Já o Vice-Presidente do Conselho Superior de Magistratura (CMS), Luís Azevedo Mendes, defendeu a importância de criar uma Alta Autoridade para o tratamento de dados no sistema judicial, revelando a existência de um projeto, resultado da colaboração do Conselho Superior de Magistratura, do Tribunal de Contas, do Conselho Superior dos Tribunais Administrativos e Fiscais e da PGR, que vai ser apresentado ao Governo. Tendo defendido que essa será também a Autoridade certa para controlar a criação, o desenvolvimento e o uso de modelos de IA apropriados, adiantando que o CSM está neste momento a refletir sobre a aplicação de modelos de IA, sendo certo que, em termos de orientações éticas, “a verificação e a transparência são absolutamente essenciais”, assim como a qualidade dos dados. Luís Azevedo Mendes revelou ainda que o CSM vai começar a desenvolver ações de formação na área da IA e da cibersegurança em todas as comarcas do país.

O Diretor-Geral do Gabinete Nacional de Segurança, António Gameiro Marques, também defendeu a necessidade de investir fortemente em ações de formação na utilização das de IA, sublinhando a importância de “zero trust”. Elencou ainda um conjunto de medidas organizacionais de segurança da informação.

No encerramento, António Martins, Vice-Presidente do Tribunal de Contas, destacou a necessidade de revisitar os Códigos de Conduta do Tribunal, considerando os desafios éticos gerados pela utilização das ferramentas digitais. 

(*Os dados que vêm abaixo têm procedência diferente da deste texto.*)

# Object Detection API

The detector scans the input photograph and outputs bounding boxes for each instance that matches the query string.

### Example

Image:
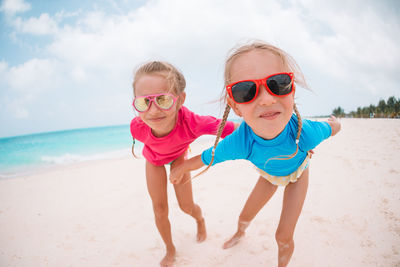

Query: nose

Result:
[257,85,276,106]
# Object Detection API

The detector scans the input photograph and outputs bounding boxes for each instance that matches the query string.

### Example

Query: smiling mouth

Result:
[148,117,164,122]
[260,111,281,120]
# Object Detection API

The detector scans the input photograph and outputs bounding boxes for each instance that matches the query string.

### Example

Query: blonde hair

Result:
[132,61,186,95]
[132,61,186,158]
[198,40,309,178]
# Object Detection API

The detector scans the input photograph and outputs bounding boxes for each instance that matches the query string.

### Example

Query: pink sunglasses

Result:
[132,93,178,112]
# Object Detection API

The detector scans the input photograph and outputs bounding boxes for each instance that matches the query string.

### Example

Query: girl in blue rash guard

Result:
[170,42,341,267]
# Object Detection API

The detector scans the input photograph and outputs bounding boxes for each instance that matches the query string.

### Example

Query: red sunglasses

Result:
[226,72,294,104]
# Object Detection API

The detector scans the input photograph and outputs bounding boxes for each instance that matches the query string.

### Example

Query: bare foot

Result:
[196,218,207,243]
[160,248,176,267]
[222,231,244,249]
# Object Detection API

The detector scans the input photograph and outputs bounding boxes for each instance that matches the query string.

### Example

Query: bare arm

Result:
[169,155,204,184]
[327,116,342,136]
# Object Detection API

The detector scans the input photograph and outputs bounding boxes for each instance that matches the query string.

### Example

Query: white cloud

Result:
[13,13,58,35]
[0,0,31,16]
[7,58,58,92]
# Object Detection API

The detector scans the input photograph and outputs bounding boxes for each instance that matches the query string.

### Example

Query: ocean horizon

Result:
[0,124,135,179]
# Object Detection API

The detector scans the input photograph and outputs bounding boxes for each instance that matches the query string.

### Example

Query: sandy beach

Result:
[0,119,400,267]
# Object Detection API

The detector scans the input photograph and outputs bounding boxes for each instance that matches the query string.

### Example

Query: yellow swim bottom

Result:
[255,154,310,186]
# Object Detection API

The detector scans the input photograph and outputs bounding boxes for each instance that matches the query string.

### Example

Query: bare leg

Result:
[146,161,176,267]
[275,168,309,267]
[171,153,207,242]
[223,176,277,249]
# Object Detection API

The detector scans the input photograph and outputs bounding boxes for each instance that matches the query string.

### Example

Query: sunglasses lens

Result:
[133,97,150,112]
[267,74,293,95]
[156,95,174,109]
[232,81,257,103]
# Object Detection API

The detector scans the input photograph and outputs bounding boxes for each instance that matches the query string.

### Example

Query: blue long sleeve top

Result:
[201,114,332,176]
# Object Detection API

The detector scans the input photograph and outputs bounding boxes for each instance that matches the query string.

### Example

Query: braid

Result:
[293,103,303,145]
[264,104,303,166]
[132,138,138,159]
[192,104,231,180]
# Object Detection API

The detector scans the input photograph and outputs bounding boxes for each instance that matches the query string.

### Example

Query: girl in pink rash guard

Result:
[131,61,237,267]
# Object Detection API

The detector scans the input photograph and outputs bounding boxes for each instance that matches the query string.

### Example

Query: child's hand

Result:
[327,116,341,136]
[169,155,204,184]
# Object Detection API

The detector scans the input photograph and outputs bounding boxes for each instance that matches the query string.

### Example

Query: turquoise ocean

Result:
[0,125,135,179]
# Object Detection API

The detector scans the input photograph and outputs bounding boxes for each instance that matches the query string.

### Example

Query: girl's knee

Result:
[275,230,293,247]
[153,204,168,219]
[179,203,195,215]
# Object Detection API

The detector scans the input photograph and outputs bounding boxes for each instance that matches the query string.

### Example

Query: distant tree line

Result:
[332,96,400,118]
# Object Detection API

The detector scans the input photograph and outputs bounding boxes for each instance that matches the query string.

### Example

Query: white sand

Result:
[0,119,400,267]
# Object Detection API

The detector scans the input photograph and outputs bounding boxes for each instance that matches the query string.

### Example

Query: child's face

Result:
[135,74,185,137]
[228,49,294,139]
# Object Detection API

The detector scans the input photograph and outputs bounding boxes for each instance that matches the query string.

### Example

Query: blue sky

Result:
[0,0,400,137]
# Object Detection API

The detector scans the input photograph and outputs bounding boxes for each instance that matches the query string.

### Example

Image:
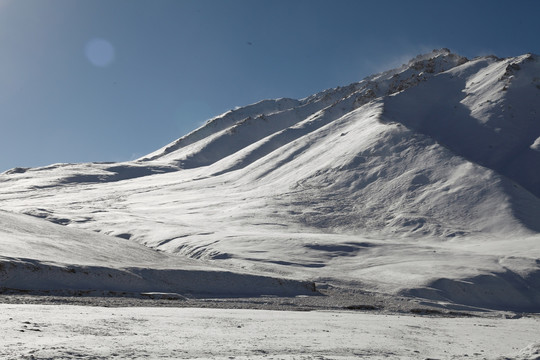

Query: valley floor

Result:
[0,294,540,360]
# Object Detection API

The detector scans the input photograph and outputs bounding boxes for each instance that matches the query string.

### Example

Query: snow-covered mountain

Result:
[0,49,540,311]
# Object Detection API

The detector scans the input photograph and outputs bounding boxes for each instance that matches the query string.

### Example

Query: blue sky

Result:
[0,0,540,171]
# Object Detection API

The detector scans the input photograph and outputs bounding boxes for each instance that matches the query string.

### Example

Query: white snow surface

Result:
[0,304,540,360]
[0,49,540,311]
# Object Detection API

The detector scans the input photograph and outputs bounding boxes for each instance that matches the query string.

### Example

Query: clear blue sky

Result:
[0,0,540,171]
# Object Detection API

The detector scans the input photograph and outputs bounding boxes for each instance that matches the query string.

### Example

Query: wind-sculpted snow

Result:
[0,49,540,311]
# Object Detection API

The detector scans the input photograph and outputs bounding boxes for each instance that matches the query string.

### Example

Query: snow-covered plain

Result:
[0,304,540,360]
[0,49,540,358]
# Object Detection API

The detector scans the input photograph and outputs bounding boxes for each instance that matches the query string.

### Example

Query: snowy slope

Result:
[0,49,540,310]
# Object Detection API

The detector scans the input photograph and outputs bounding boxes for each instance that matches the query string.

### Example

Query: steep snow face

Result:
[0,49,540,308]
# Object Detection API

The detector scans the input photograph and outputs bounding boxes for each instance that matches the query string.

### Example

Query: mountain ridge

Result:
[0,49,540,308]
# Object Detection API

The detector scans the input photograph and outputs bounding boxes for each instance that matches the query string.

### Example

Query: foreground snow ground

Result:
[0,304,540,359]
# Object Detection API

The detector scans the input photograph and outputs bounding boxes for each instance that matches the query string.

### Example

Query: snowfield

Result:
[0,304,540,360]
[0,49,540,359]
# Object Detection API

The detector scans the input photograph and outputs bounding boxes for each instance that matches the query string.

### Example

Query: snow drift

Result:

António Martins apelou ainda aos representantes do sistema de Justiça presentes –Supremo Tribunal de Justiça, Supremo Tribunal Administrativo, Conselho Superior de Magistratura e Procuradoria-Geral da República – para uma cooperação entre todos de modo a congregar “um pensamento comum estruturado sobre estes aspetos da ética e da segurança na utilização de ferramentas digitais no sistema de justiça”.